Пристегнись, – командовал Эрик, – Опоздал.
– Нет, точно восемь.
– Точно в восемь нужно сидеть в кабинете, а не стоять на
проходной. Понятно?
– Понятно. Летим как на пожар, случилось что?
– Случилось, один псих решил с жизнью разобраться
публично.
Они неслись с бешеной скоростью по городу. Машины, как
тараканы, врассыпную шарахались, пропуская ревущую и
мигающую полицейскую машину. На одном из перекрестков
едва в автобус не въехали и у Вальдемара от испуга во рту
пересохло. «Чуть ручку сидения не оторвал», – подумал он.
Сержант промолчал, но краснота на его щеках выдала его с
головой.
– Ух, – выдохнул полицейский, сидевший за рулём.
– Не торопись так, – прорычал сержант, – а то мы скорее
этого психа на тот свет попадем, там его с распростертыми
объятиями и встретим.
Влетели в тупиковый переулок и остановились перед толпой
народа. Здесь уже стояли четыре полицейских автомобиля,
три скорых и две пожарные машины. Пожарники готовили
лестницу, вместе со всеми то и дело поглядывая наверх. На
высоте пятого этажа между окнами, на узком стенном
бордюре, стоял, расставив руки в стороны, человек.

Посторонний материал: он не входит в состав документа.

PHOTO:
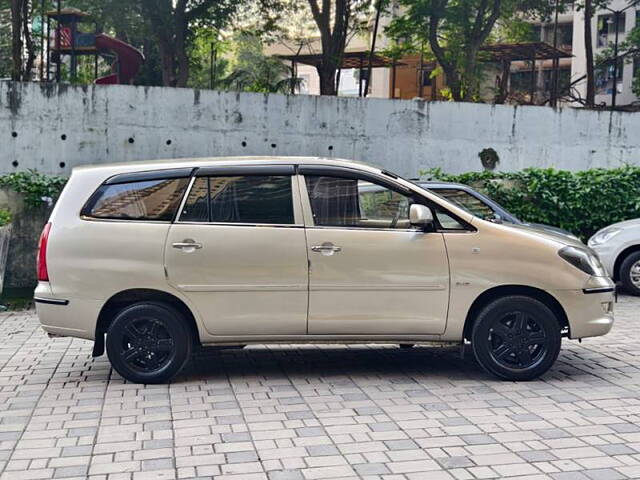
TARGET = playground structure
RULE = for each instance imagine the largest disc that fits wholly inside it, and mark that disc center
(69, 40)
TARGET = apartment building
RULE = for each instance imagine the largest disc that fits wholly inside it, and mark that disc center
(603, 28)
(529, 81)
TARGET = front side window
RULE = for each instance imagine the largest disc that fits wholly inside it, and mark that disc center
(349, 202)
(240, 199)
(465, 200)
(150, 200)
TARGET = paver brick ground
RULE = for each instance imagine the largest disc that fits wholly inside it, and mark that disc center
(320, 412)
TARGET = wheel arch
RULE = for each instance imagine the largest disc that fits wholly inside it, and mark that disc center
(122, 299)
(621, 257)
(494, 293)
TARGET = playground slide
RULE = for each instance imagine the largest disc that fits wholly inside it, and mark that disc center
(128, 63)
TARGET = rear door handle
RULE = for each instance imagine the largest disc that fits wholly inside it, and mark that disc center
(187, 245)
(327, 248)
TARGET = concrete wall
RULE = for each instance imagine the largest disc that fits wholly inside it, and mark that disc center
(52, 128)
(27, 224)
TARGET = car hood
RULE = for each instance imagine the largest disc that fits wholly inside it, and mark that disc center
(549, 235)
(635, 223)
(552, 229)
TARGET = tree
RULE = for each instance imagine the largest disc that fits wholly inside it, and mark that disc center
(628, 52)
(455, 30)
(335, 19)
(255, 72)
(21, 40)
(588, 50)
(172, 23)
(5, 39)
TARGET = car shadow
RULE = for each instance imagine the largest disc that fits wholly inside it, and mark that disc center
(327, 361)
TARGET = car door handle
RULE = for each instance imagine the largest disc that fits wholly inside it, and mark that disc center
(187, 245)
(327, 248)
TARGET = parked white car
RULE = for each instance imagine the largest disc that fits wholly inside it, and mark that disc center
(618, 247)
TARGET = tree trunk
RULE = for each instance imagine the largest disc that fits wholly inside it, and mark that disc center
(327, 74)
(588, 46)
(16, 39)
(167, 64)
(30, 46)
(181, 28)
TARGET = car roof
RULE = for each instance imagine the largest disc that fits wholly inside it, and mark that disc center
(139, 166)
(439, 184)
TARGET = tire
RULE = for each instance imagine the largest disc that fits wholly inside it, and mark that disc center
(516, 338)
(630, 270)
(149, 342)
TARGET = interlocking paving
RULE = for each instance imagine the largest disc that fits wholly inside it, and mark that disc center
(320, 412)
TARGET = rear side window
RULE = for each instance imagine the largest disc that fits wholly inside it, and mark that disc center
(240, 199)
(152, 200)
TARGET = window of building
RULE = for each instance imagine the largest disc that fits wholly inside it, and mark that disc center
(604, 78)
(253, 199)
(154, 200)
(607, 29)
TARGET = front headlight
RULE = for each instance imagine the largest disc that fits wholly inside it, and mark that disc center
(584, 260)
(603, 236)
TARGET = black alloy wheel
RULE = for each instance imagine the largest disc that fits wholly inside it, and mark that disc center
(148, 342)
(516, 338)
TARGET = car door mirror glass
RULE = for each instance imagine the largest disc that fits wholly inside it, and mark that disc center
(420, 216)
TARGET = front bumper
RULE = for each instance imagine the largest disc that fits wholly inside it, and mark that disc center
(590, 310)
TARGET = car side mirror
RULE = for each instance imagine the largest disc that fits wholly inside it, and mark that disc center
(496, 218)
(420, 216)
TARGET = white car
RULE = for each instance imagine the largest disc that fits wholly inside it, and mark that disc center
(618, 247)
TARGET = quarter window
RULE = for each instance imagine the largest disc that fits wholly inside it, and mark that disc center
(151, 200)
(240, 199)
(348, 202)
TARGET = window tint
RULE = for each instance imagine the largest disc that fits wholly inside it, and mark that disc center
(241, 199)
(467, 201)
(347, 202)
(147, 200)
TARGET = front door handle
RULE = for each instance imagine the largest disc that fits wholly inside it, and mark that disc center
(327, 248)
(188, 245)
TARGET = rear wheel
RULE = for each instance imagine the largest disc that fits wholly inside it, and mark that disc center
(630, 273)
(516, 338)
(148, 342)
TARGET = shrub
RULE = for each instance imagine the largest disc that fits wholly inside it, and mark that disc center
(582, 202)
(36, 187)
(5, 217)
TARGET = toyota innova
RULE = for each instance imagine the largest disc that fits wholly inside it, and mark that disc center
(154, 260)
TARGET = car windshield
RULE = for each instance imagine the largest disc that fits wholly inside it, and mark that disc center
(465, 200)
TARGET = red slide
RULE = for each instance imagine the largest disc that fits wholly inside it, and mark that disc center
(127, 65)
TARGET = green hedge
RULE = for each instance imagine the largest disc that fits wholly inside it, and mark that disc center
(582, 202)
(36, 187)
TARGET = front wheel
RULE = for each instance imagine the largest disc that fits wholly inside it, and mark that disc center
(630, 273)
(516, 338)
(148, 342)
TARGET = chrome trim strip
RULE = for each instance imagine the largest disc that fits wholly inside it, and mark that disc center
(50, 301)
(375, 288)
(229, 224)
(244, 288)
(187, 191)
(598, 290)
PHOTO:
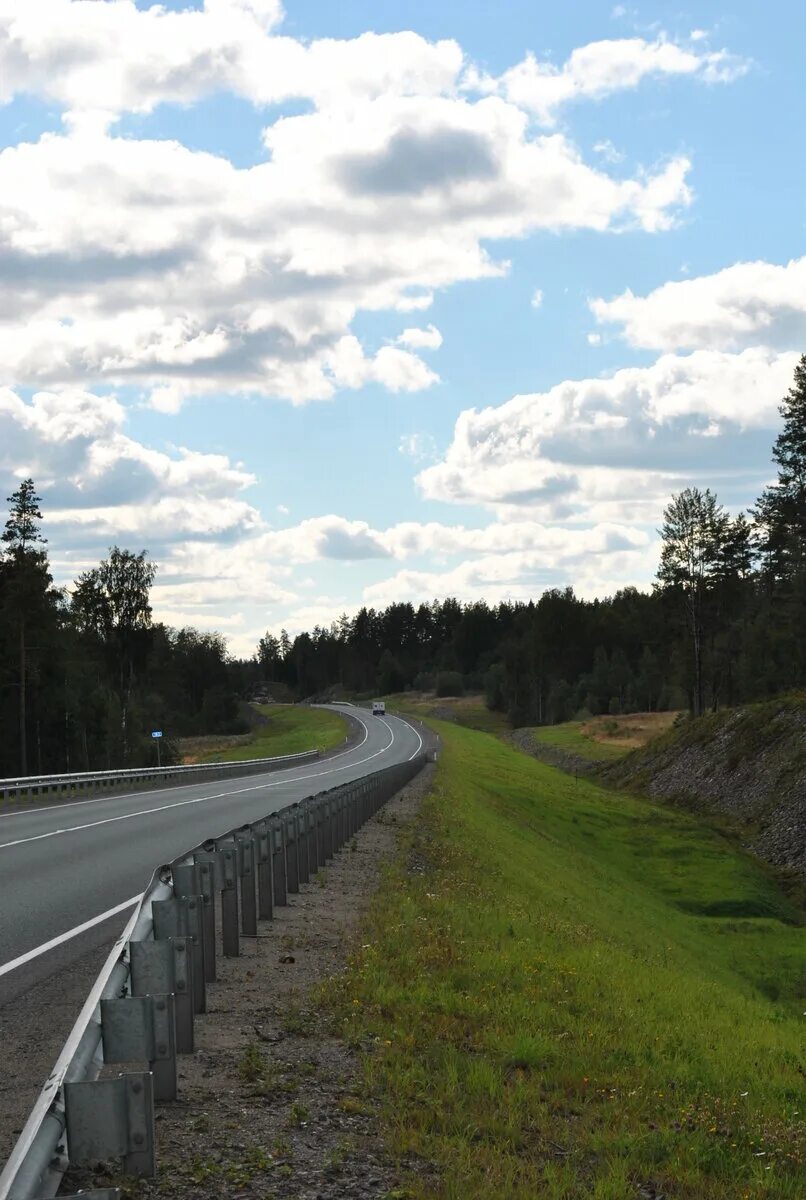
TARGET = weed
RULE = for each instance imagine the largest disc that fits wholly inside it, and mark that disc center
(299, 1114)
(299, 1021)
(252, 1065)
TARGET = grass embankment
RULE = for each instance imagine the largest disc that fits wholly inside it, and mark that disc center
(573, 993)
(289, 729)
(605, 738)
(470, 712)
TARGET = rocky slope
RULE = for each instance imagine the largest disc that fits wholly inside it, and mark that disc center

Взлохмаченный, в расстегнутой наполовину яркой рубашке и
пижамных штанах, он тупым взглядом, не мигая, смотрел
вниз. Совсем рядом с ним в окне металась обезумевшая от
происходящего женщина, рвала на себе волосы, прыгала,
пыталась дотянуться до него рукой.
– Так, – сказал сержант.
 И в эту минуту, заметив устремившихся снизу к нему
пожарных с брезентом, тело человека оторвалось от стены и
на глазах обалдевшей толпы ровно головой вошло в асфальт.
Вальдемару показалось, что хруст ломающегося черепа
разорвал ему ушные перепонки, а брызги мозговых тканей
залепили глаза. Страшный вопль потряс переулок.
Вальдемара стошнило прямо на колесо машины, он рванул
ворот, раздирая ткань сорочки. В глазах стояла пелена:
«Господи, Господи, Господи…»
Когда к нему вернулось сознание, он сидел под деревом и
смотрел на ноги суетящихся вокруг самоубийцы врачей.
Сквозь них видел бьющееся в конвульсиях тело. Вальдемар
медленно поднялся и пошел прочь. Дома через три по улице
стояла женщина, прижав платок ко рту. Не спрашивая ни о
чем, подала ему кружку с водой. Жидкая прохлада освежила
сознание, он оглянулся и побежал назад:
«Где сержант? Облажался, как мальчишка, все видели, как
я…»
Эрика нашел в квартире бедолаги. Его жена лежала без
сознания в соседней комнате под присмотром врачей.
Бледный сержант дрожащими руками набрасывал отчет.
Глянул на Вальдемара, кивком головы указав на стул:
– Такого у меня еще не было. Ужас. Два дня спать не буду,
никакое снотворное эту картину из головы не сотрет.
– Угу, – выдохнул Вальдемар, – что я должен делать?
– Молчать. Или вот, бери листочек и ручку и детально
описывай обстановку в квартире. Смотри, ничего не упусти.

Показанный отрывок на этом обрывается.